Change in law sets landlords against tenants

17 June 2017

The amendments to legislation covering rental agreements, which became applicable yesterday, have again put landlords and tenants on a ‘war footing’.

Amendments to the New Urban Rental System (NRAU) became applicable this week, allowing an eight-year extension of the transitional period for updating old rents, according to a decree published in the Diário da República. The measure has provoked controversy in the real estate market. Landlords object and tenants applaud. António Machado, Secretary General of the Association of Tenants in Lisbon (AIL), reveals that this change has had little effect on the rental market. “At the moment, counting both residential and commercial contracts, there are about 150,000 rental agreements there were drawn up before 1990, and the effect on the market will be minimal. This is a measure to ensure that we avoid a number of evictions that would have occurred if the period had not been extended. “In 2011, there were around 255,000 lease agreements concluded before 1990, a number that has halved in just five years. This means that they will continue to decline in the coming years. The problem is postponed until later, and perhaps five years from now there will only be about 50,000 contracts. This controversy around the subject is pure demagoguery and has no relevance,” explains the person in charge.

António Machado also pointed out that this measure can have a double effect, since it will also help avoid rental subsidies. The Government will thus spend less on rental supports.

On the other hand, Menezes Leitão, president of the Lisbon Landlord Association (ALP), declares that the group has already filed suits in Portuguese courts based on the rent freeze, and hope to bring the matter to the European Court of Human Rights, considering that these measures are a veritable expropriation, and cannot therefore be executed without fair compensation. The official says that a prolongation of a contractual term for eight years is an attack on landlords, unworthy of the democratic rule of law, and it is truly shocking that the Portuguese government have done something this arbitrary. Menezes Leitão also believes that this measure will have a major impact on the real estate market, further reducing rental offerings. “Effectively, the rental market is undergoing a crisis of confidence due to decades of price freezes, although there has been some easing with the 2012 law, which definitively ended the freeze and helped boost confidence. Now that the reform has suffered a major reversal, there will be quite a few owners who will end up losing confidence in this market, which has always been subject to successive state interventions,” he stated.

Lack of confidence in the market

Reis Campos, president of the Portuguese Confederation of Construction and Real Estate – CPCI, agrees. “This measure may jeopardize investor confidence, which, right now, is essential to preserve.” At a time when the real estate market is on an upswing, and the interest of domestic and foreign investors continues to be the so important, especially in strategic areas such as Urban Rehabilitation, Reis Campos fears that any legislative change could send the wrong signal to the market. “Regardless of the specific objectives that they expect to achieve – which I do not question – amendments to the law cannot be a pretext for discussions between landlords and tenants, which would only serve to postpone and halt investment decisions,” he warns.

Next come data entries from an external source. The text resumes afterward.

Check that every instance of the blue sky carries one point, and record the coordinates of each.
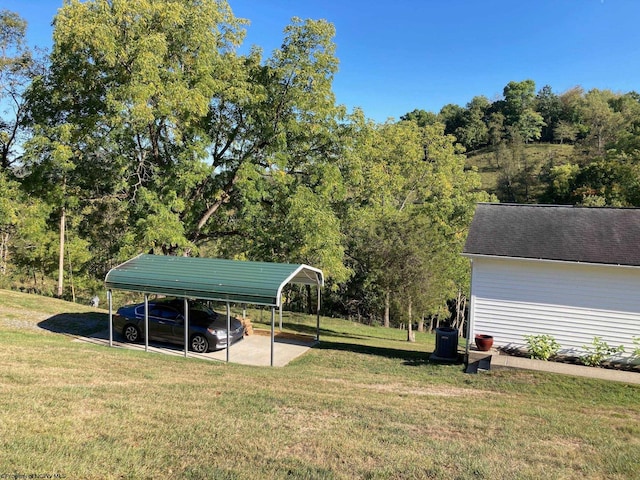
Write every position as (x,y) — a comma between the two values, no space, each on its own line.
(400,55)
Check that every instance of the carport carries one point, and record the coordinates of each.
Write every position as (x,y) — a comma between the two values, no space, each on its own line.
(228,281)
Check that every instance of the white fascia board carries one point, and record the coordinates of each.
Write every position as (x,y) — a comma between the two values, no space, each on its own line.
(545,260)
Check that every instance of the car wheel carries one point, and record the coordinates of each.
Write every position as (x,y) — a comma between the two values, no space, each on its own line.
(131,333)
(199,344)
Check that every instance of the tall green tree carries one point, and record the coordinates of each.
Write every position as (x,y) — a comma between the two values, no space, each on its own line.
(411,202)
(18,66)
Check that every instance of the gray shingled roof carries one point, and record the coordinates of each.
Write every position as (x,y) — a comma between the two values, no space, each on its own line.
(574,234)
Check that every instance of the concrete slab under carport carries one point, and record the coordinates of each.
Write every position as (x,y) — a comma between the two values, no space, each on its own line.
(252,350)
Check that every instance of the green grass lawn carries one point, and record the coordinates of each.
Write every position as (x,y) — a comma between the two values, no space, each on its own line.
(363,404)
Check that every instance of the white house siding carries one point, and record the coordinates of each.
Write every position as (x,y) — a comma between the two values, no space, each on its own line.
(573,302)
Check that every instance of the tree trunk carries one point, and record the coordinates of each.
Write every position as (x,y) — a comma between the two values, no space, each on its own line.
(387,301)
(61,256)
(411,337)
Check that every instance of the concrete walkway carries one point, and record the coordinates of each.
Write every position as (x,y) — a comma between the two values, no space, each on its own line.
(251,350)
(509,361)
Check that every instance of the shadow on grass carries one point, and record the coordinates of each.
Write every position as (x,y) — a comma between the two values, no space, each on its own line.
(325,332)
(412,358)
(76,324)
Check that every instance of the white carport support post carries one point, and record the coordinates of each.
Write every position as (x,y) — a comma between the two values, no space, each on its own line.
(110,302)
(228,328)
(318,315)
(146,322)
(273,326)
(186,327)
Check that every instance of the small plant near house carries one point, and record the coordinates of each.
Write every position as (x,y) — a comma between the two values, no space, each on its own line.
(542,347)
(636,351)
(598,351)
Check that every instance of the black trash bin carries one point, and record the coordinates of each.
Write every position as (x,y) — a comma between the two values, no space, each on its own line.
(447,343)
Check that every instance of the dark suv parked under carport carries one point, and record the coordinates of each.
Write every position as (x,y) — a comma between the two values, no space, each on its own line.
(207,329)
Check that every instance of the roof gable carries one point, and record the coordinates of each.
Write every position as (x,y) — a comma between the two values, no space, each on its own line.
(550,232)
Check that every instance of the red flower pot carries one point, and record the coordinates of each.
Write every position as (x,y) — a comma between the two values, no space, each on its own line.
(484,342)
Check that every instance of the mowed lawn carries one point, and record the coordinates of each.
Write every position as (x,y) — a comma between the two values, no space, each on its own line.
(363,404)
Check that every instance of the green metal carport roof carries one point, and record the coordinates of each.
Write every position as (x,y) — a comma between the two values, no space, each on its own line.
(258,283)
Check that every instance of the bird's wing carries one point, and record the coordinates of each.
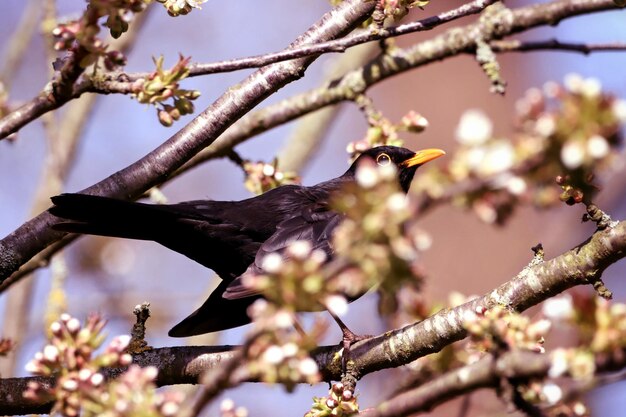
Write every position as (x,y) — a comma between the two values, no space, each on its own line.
(197,229)
(314,225)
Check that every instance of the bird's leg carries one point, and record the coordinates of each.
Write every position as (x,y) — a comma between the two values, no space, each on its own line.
(348,339)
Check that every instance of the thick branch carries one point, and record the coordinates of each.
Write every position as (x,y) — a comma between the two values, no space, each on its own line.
(152,169)
(452,42)
(34,235)
(534,284)
(111,84)
(486,373)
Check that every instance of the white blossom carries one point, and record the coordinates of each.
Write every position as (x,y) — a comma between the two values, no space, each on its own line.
(272,262)
(558,308)
(552,393)
(474,128)
(366,176)
(336,304)
(572,154)
(619,110)
(308,367)
(545,125)
(597,147)
(500,157)
(273,354)
(573,82)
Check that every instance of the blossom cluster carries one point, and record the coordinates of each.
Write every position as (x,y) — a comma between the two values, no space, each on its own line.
(162,85)
(84,31)
(383,131)
(378,239)
(180,7)
(277,353)
(569,131)
(340,402)
(80,388)
(498,329)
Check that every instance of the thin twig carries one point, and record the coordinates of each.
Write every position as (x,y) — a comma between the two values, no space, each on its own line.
(555,45)
(112,84)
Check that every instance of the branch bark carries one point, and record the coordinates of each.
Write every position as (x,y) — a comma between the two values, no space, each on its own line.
(581,265)
(153,169)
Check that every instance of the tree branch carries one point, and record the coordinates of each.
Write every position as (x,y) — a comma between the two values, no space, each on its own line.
(488,372)
(515,45)
(534,284)
(153,169)
(450,43)
(110,83)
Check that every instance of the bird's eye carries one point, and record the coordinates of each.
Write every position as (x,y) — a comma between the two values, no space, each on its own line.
(383,159)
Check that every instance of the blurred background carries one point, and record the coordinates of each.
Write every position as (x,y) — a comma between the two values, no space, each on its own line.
(467,255)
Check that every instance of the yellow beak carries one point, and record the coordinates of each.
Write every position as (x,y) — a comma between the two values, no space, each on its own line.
(421,157)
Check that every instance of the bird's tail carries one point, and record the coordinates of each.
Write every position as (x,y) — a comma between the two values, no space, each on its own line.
(95,215)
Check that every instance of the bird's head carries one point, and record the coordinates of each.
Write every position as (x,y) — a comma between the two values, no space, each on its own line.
(405,160)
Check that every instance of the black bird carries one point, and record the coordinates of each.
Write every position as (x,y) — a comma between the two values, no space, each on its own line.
(229,237)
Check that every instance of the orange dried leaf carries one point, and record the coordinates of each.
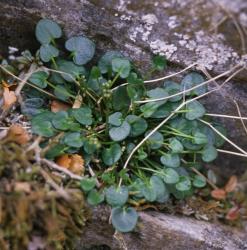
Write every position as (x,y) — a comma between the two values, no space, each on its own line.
(22,187)
(77,164)
(57,106)
(63,161)
(233,214)
(9,98)
(231,184)
(74,163)
(218,194)
(18,134)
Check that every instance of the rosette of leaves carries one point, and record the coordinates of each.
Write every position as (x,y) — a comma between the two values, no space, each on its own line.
(112,121)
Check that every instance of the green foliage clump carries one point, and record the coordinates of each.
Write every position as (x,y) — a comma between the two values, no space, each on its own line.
(114,118)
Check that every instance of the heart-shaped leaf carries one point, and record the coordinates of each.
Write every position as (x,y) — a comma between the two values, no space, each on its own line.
(83,49)
(112,154)
(115,119)
(175,145)
(47,52)
(73,139)
(94,198)
(170,160)
(170,176)
(121,132)
(47,30)
(39,79)
(195,110)
(117,196)
(156,140)
(124,219)
(121,66)
(83,115)
(88,184)
(61,92)
(184,183)
(138,125)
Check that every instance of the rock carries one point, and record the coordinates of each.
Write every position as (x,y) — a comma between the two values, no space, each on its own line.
(211,33)
(162,232)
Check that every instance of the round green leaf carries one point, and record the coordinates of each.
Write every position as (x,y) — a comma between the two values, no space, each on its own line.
(89,146)
(209,153)
(175,145)
(88,184)
(184,183)
(47,30)
(191,80)
(72,71)
(105,62)
(156,140)
(61,92)
(199,181)
(195,110)
(112,154)
(138,125)
(115,119)
(124,219)
(61,120)
(39,79)
(170,176)
(83,115)
(121,66)
(47,52)
(170,160)
(83,49)
(41,124)
(94,198)
(73,139)
(117,196)
(121,132)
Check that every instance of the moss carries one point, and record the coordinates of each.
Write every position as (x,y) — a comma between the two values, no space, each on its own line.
(30,209)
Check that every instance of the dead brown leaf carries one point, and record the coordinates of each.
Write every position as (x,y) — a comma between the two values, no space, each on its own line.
(18,134)
(231,184)
(9,98)
(57,106)
(74,163)
(218,194)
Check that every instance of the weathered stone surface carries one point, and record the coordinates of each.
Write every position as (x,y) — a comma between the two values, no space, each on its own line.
(185,31)
(163,232)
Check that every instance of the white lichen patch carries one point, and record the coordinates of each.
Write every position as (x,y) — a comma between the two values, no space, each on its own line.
(163,48)
(173,22)
(143,30)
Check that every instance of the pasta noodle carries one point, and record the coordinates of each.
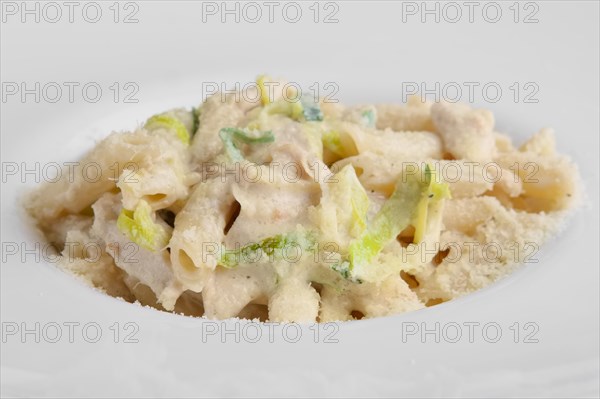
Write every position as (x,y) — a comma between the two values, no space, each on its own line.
(274,206)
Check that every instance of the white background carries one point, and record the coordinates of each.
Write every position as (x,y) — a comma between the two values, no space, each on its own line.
(372,49)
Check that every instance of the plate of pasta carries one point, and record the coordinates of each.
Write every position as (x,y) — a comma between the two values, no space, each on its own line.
(272,205)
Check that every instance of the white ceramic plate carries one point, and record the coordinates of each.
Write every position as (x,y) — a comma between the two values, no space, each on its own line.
(546,313)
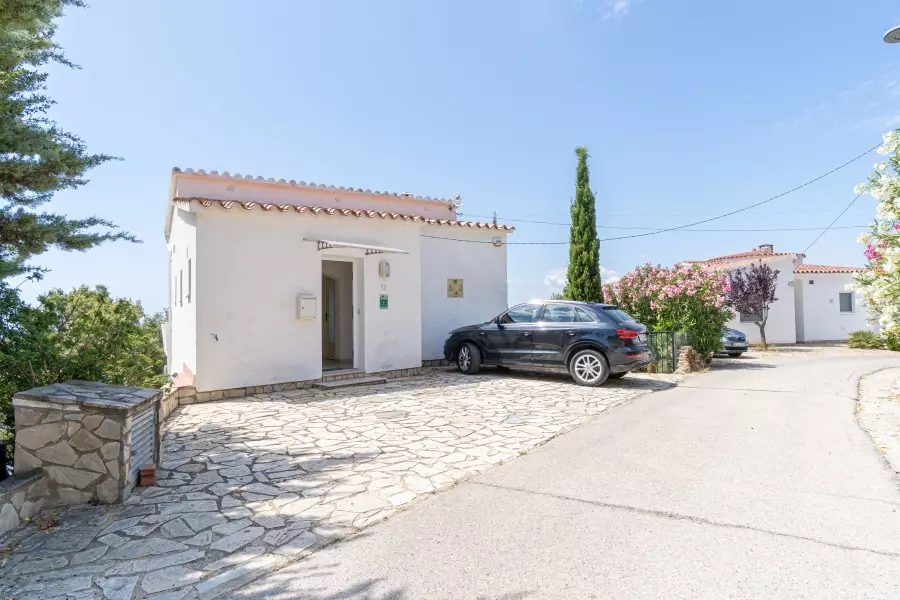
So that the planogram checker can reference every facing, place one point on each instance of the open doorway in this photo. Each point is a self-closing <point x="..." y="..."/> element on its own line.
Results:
<point x="337" y="315"/>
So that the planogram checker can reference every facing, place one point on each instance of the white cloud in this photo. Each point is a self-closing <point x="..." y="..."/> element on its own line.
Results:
<point x="617" y="8"/>
<point x="555" y="279"/>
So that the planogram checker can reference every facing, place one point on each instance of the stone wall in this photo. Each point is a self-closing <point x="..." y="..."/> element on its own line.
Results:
<point x="689" y="361"/>
<point x="81" y="453"/>
<point x="22" y="496"/>
<point x="189" y="395"/>
<point x="79" y="433"/>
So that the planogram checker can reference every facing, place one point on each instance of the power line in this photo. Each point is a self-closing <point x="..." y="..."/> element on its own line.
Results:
<point x="567" y="224"/>
<point x="704" y="230"/>
<point x="818" y="237"/>
<point x="746" y="208"/>
<point x="631" y="214"/>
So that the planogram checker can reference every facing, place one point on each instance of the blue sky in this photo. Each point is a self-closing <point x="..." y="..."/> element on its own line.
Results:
<point x="688" y="109"/>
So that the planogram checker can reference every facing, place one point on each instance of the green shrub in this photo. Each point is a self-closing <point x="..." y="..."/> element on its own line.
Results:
<point x="892" y="338"/>
<point x="865" y="339"/>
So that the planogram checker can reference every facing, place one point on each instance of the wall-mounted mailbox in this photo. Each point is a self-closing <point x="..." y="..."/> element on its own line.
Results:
<point x="306" y="306"/>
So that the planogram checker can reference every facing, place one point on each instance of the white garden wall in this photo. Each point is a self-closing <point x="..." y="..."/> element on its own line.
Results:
<point x="182" y="296"/>
<point x="251" y="267"/>
<point x="781" y="326"/>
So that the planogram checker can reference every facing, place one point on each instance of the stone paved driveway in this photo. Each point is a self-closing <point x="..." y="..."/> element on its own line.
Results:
<point x="249" y="484"/>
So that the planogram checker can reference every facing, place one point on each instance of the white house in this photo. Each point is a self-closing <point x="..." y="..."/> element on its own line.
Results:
<point x="813" y="303"/>
<point x="279" y="281"/>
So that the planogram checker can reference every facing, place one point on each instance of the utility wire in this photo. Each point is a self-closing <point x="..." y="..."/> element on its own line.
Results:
<point x="818" y="237"/>
<point x="658" y="229"/>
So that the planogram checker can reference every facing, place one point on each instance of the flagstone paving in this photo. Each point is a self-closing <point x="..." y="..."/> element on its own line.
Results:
<point x="248" y="484"/>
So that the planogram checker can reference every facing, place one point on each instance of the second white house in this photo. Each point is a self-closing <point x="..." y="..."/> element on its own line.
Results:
<point x="814" y="303"/>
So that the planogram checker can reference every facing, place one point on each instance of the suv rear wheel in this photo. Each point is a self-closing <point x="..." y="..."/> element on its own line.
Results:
<point x="589" y="367"/>
<point x="468" y="359"/>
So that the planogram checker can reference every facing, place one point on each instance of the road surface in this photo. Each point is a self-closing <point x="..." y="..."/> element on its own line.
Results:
<point x="750" y="482"/>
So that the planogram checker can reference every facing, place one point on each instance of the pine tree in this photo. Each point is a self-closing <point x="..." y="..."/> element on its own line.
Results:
<point x="583" y="276"/>
<point x="37" y="158"/>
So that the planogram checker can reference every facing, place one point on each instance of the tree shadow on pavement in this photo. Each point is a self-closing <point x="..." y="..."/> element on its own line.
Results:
<point x="318" y="578"/>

The president of the CPCI believes it goes beyond the thinking about the effects of this Law, the problem is that Portugal continues to legislate in a haphazard manner, without facing eal problems. In its view, Portugal can no longer ignore the need for a medium- and long-term integrated policy for housing and the entire housing market. “We must not forget that, in Portugal, social housing has been practically absent from political discourse for many years. And in fact, an extremely serious social problem persists. In Portugal, social housing is available for one in every 16 people at risk of poverty and 11% of the dwellings used as residential housing are overcrowded. That means that 468,000 families live in these conditions,” he explains.

Reis Campos also points out that the rental market is far from being considered consolidated. In the last decade, when there has been a sharp reduction in new construction and, at the same time, a near collapse of real estate credit, inexplicably the level of rents is declining. “In Portugal, the participation of this market fell from 20.8% in 2001 to 19.4% in 2011,” he said.

Mariana Vilaça Fernandes, Associate attorney for TELLES, clarifies that the new measure creates a new eight-year waiting period, in addition to the deadline established by the 2012 law. Landlords will now be forced to put on a hold on or even change any plans to restore or monetize assets, when after the reform of 2012, they had come to expect the prospect of ending most of the contracts that have been in force over several decades.

“This new law will certainly have consequences for many real estate projects and operations that have since been completed with the confidence that these old leases would end in the short term, and those expectations will now have to be readjusted.  There will be a rupture in the dynamic that the 2012 law created in the rental market which, in recent years, has allowed growth in the market.  This rupture will have inevitable consequences in the urban rehabilitation sector,” the lawyer admits.